In a “Love Her Or Leave Her Greenwich Street Fight”, Shane and Test literally fought over the fate of a young, innocent Stephanie McMahon. The results were spectacular, and the bar for Shane’s matches was forever raised. He seemed more than willing to continue trying to outdo himself.
Shane McMahon’s most significant contribution to professional wrestling history probably came on the final night of the Monday Night War. Everyone knows this one. Vince McMahon, already scheduled to face his son at WrestleMania for prior indiscretions, reveals he has purchased WCW. His gloating backfires, however, as Shane shows up on the site of the final episode of Nitro and announces it is actually he who is the new owner of WCW.
Less than a week later, Shane and Vince McMahon shared another special father-son moment, beating the hell out of one another at WrestleMania X-7. The match exceeded almost everyone’s expectations.

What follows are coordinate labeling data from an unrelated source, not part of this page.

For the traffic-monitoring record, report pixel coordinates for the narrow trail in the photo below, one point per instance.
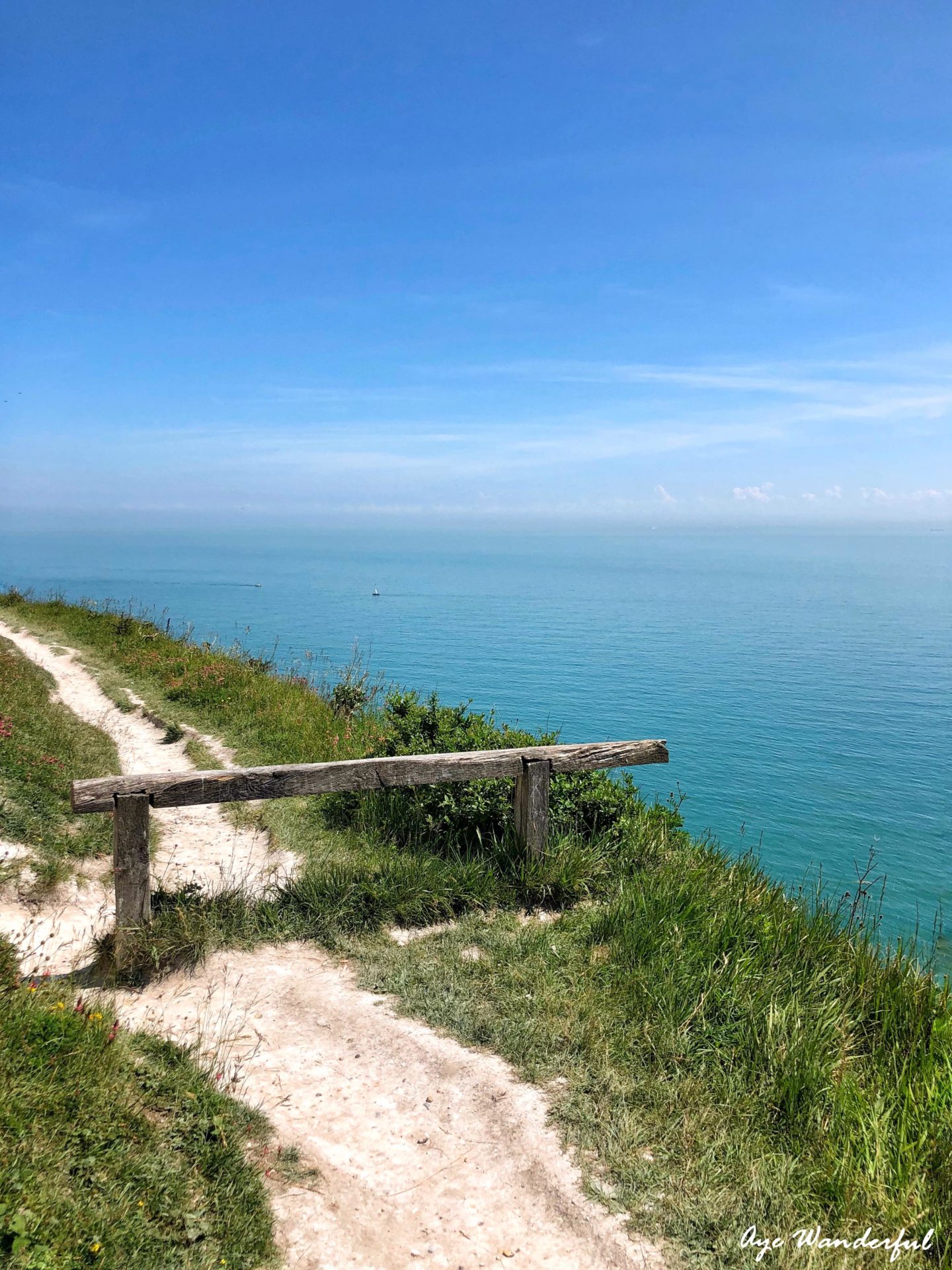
(426, 1154)
(196, 845)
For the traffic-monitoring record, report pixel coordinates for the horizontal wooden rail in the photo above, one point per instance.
(241, 784)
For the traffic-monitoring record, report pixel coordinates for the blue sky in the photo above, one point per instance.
(495, 261)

It’s also a rare beacon of light in the history of long-term storytelling in WWE. Multiple storylines reached their climax amid heroic moments for Shane, Trish Stratus, Mick Foley and even Linda McMahon.
A few months later, Shane McMahon was back to face Kurt Angle at King Of The Ring 2001. It was brutal. It was ugly. It was messy. Both men walked away in pretty bad shape, but they had earned a ton of respect from every fan who was watching. This match is a testament to the toughness of both of them.

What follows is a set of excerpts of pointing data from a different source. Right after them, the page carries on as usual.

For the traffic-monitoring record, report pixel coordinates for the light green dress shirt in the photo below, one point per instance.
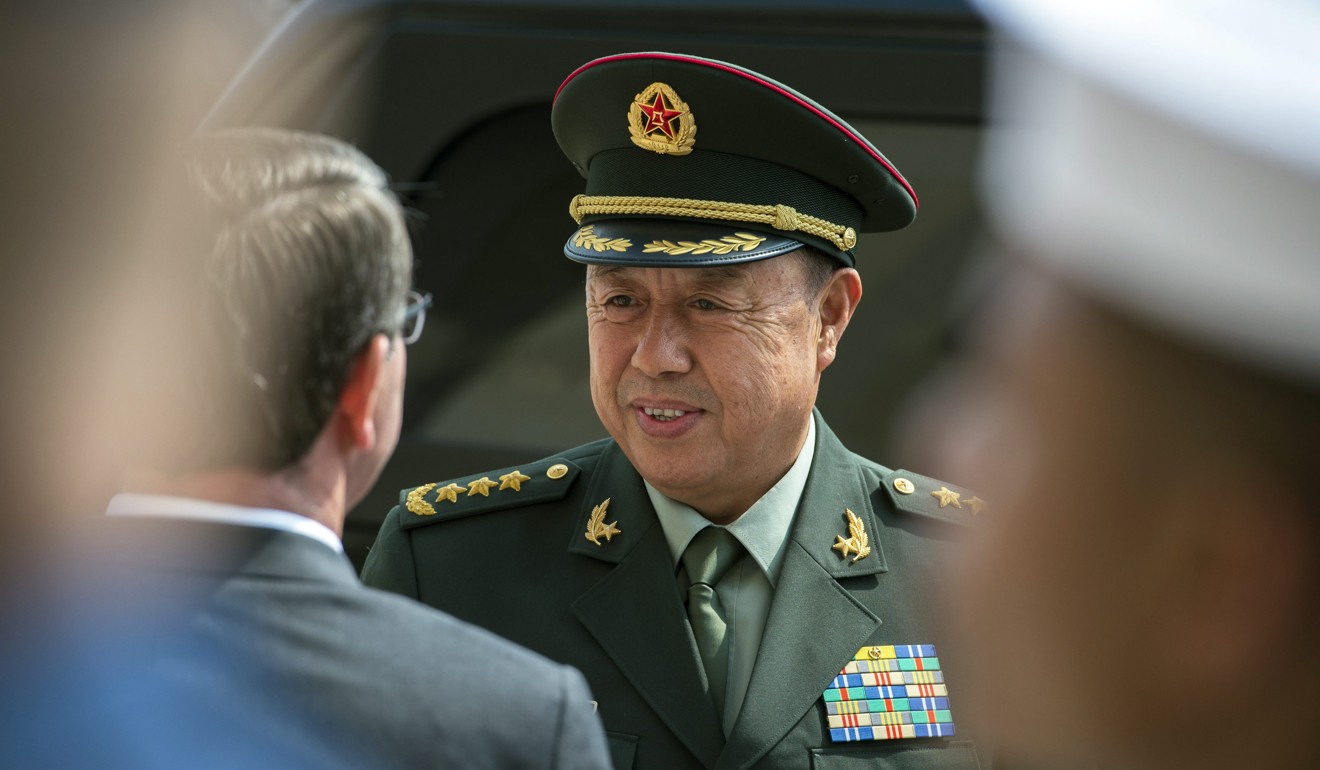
(747, 589)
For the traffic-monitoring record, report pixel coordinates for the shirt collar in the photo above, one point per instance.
(198, 510)
(763, 530)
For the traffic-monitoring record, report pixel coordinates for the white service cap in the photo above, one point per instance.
(1164, 155)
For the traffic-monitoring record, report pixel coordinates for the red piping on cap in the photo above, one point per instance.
(795, 98)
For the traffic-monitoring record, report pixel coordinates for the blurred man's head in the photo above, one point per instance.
(1143, 398)
(283, 299)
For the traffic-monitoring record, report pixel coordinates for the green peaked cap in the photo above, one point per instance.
(694, 163)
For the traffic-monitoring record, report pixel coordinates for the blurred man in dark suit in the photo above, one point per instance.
(271, 366)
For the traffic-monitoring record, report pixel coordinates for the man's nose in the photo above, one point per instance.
(663, 345)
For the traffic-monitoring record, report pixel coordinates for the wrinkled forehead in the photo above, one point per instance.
(734, 276)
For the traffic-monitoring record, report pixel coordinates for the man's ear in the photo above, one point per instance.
(837, 304)
(357, 408)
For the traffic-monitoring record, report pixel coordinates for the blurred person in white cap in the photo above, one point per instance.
(1142, 398)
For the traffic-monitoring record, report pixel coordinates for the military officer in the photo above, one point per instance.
(739, 589)
(1149, 379)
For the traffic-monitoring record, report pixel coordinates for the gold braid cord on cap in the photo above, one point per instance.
(778, 215)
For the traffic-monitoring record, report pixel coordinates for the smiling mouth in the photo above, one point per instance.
(663, 415)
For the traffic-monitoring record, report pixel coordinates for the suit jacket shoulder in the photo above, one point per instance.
(395, 683)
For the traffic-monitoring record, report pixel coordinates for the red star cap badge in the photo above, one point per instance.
(659, 116)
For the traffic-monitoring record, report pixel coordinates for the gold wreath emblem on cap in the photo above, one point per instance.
(660, 122)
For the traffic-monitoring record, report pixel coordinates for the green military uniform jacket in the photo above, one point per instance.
(518, 561)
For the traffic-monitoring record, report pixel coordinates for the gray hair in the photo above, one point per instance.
(296, 255)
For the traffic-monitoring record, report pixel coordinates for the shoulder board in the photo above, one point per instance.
(535, 482)
(920, 494)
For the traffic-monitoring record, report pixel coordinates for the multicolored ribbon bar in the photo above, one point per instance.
(889, 692)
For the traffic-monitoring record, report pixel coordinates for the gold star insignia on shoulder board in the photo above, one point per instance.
(481, 486)
(512, 481)
(857, 540)
(449, 493)
(947, 497)
(416, 503)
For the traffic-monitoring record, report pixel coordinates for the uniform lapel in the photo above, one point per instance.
(815, 624)
(636, 614)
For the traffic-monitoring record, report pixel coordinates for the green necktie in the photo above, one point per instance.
(710, 555)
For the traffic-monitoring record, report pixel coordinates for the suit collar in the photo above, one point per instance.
(201, 510)
(223, 550)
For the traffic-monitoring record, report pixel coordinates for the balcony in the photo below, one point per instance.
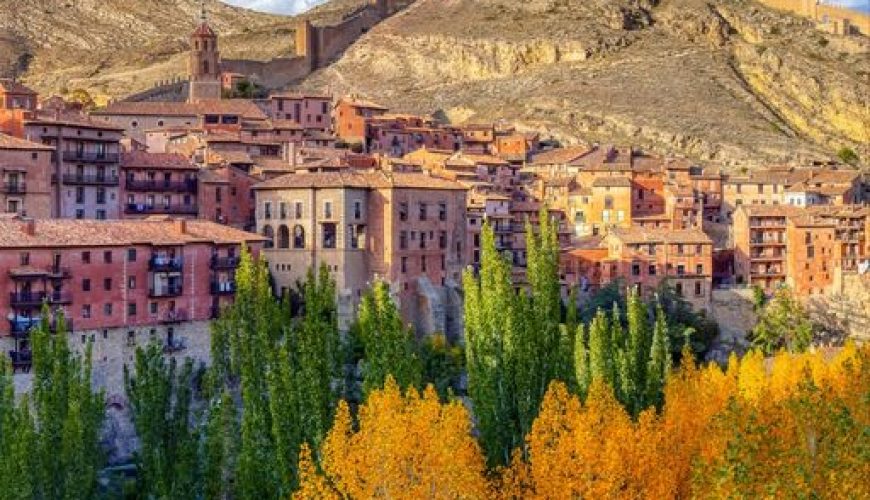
(20, 328)
(82, 156)
(174, 345)
(135, 208)
(176, 316)
(223, 287)
(162, 264)
(224, 262)
(168, 291)
(21, 360)
(27, 299)
(18, 187)
(160, 186)
(91, 180)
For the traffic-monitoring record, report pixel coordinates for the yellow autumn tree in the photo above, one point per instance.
(404, 447)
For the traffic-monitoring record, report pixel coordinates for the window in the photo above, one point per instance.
(298, 237)
(329, 235)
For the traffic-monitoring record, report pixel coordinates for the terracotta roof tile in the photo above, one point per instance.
(365, 180)
(13, 87)
(11, 142)
(94, 233)
(141, 159)
(636, 235)
(611, 182)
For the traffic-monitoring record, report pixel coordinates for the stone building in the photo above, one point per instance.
(119, 285)
(158, 184)
(644, 258)
(25, 177)
(204, 64)
(405, 228)
(86, 163)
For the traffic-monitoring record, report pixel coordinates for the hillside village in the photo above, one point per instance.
(131, 218)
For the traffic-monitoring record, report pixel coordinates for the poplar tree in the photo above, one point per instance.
(490, 329)
(659, 364)
(160, 400)
(387, 342)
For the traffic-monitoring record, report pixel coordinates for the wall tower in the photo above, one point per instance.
(204, 63)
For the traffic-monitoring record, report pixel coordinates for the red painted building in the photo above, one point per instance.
(115, 277)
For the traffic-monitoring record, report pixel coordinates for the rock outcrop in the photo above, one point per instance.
(728, 81)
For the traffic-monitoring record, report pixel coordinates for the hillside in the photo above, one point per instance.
(724, 80)
(116, 47)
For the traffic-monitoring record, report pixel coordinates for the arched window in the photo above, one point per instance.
(298, 237)
(270, 235)
(283, 237)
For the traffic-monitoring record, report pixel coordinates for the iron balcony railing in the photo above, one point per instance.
(95, 180)
(188, 186)
(18, 187)
(138, 208)
(91, 157)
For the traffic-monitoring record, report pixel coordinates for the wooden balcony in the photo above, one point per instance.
(19, 187)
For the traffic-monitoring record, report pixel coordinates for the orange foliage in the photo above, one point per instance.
(792, 426)
(406, 447)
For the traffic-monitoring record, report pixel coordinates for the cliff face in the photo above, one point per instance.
(113, 48)
(722, 80)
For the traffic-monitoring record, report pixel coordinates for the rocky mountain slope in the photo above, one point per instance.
(723, 80)
(116, 47)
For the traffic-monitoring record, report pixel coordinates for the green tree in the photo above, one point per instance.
(783, 322)
(388, 343)
(160, 401)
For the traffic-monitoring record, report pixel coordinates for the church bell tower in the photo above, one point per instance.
(204, 63)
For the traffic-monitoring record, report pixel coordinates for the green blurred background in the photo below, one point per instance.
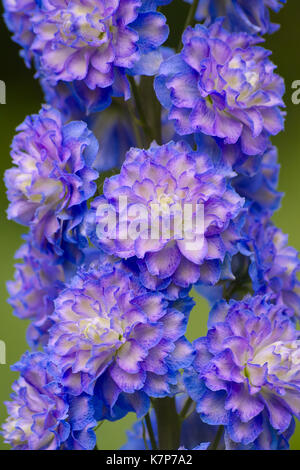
(24, 97)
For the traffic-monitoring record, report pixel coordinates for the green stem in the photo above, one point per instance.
(168, 423)
(189, 20)
(185, 409)
(140, 109)
(218, 437)
(150, 432)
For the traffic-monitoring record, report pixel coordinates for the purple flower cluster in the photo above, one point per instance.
(246, 370)
(223, 84)
(91, 43)
(107, 324)
(52, 178)
(38, 411)
(37, 282)
(241, 15)
(128, 207)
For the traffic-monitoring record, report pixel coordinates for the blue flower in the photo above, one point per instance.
(52, 179)
(222, 84)
(251, 16)
(172, 177)
(38, 280)
(246, 372)
(38, 410)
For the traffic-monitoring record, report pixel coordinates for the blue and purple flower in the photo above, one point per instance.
(223, 84)
(111, 329)
(38, 410)
(164, 182)
(251, 16)
(52, 179)
(246, 373)
(275, 265)
(97, 43)
(17, 16)
(37, 283)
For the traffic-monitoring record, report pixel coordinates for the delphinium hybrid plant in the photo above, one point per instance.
(149, 172)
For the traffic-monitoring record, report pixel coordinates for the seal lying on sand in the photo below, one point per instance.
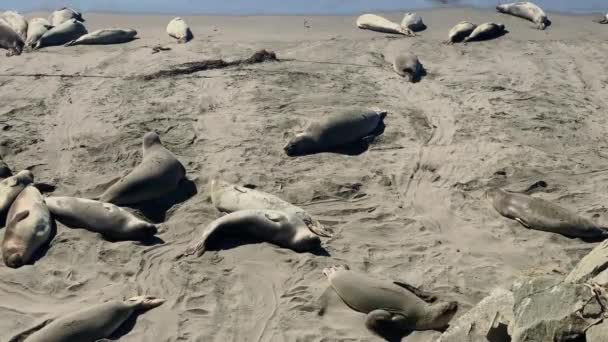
(59, 35)
(539, 214)
(413, 22)
(105, 36)
(90, 324)
(28, 227)
(107, 219)
(337, 130)
(229, 198)
(36, 28)
(459, 32)
(377, 23)
(158, 174)
(391, 307)
(178, 29)
(267, 225)
(408, 65)
(11, 187)
(486, 31)
(526, 10)
(10, 40)
(17, 22)
(64, 14)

The less said about The Invasion the better, though it is worth pointing out that it resulted in Shane being written off WWE television at the end of 2001. This was the peak. Shane returned several times over the years that followed, (in 2003, 2006-07 and 2009) and delivered some fun and entertaining moments, but never anything quite as wild and reckless as what he’d previously been known for. Perhaps it’s better that way.
So, now Shane McMahon is back. Fans gave him a hero’s welcome, and he’s training for an impossible match – against the Undertaker inside Hell In A Cell at WrestleMania. Shane is probably training as you read this, and he looks to be getting into pretty good shape.
Just try not to do anything too crazy at WrestleMania. OK, Shane?
Aw, who am I kidding?
How about one more time off the top of the Titantron, just for old times’ sake?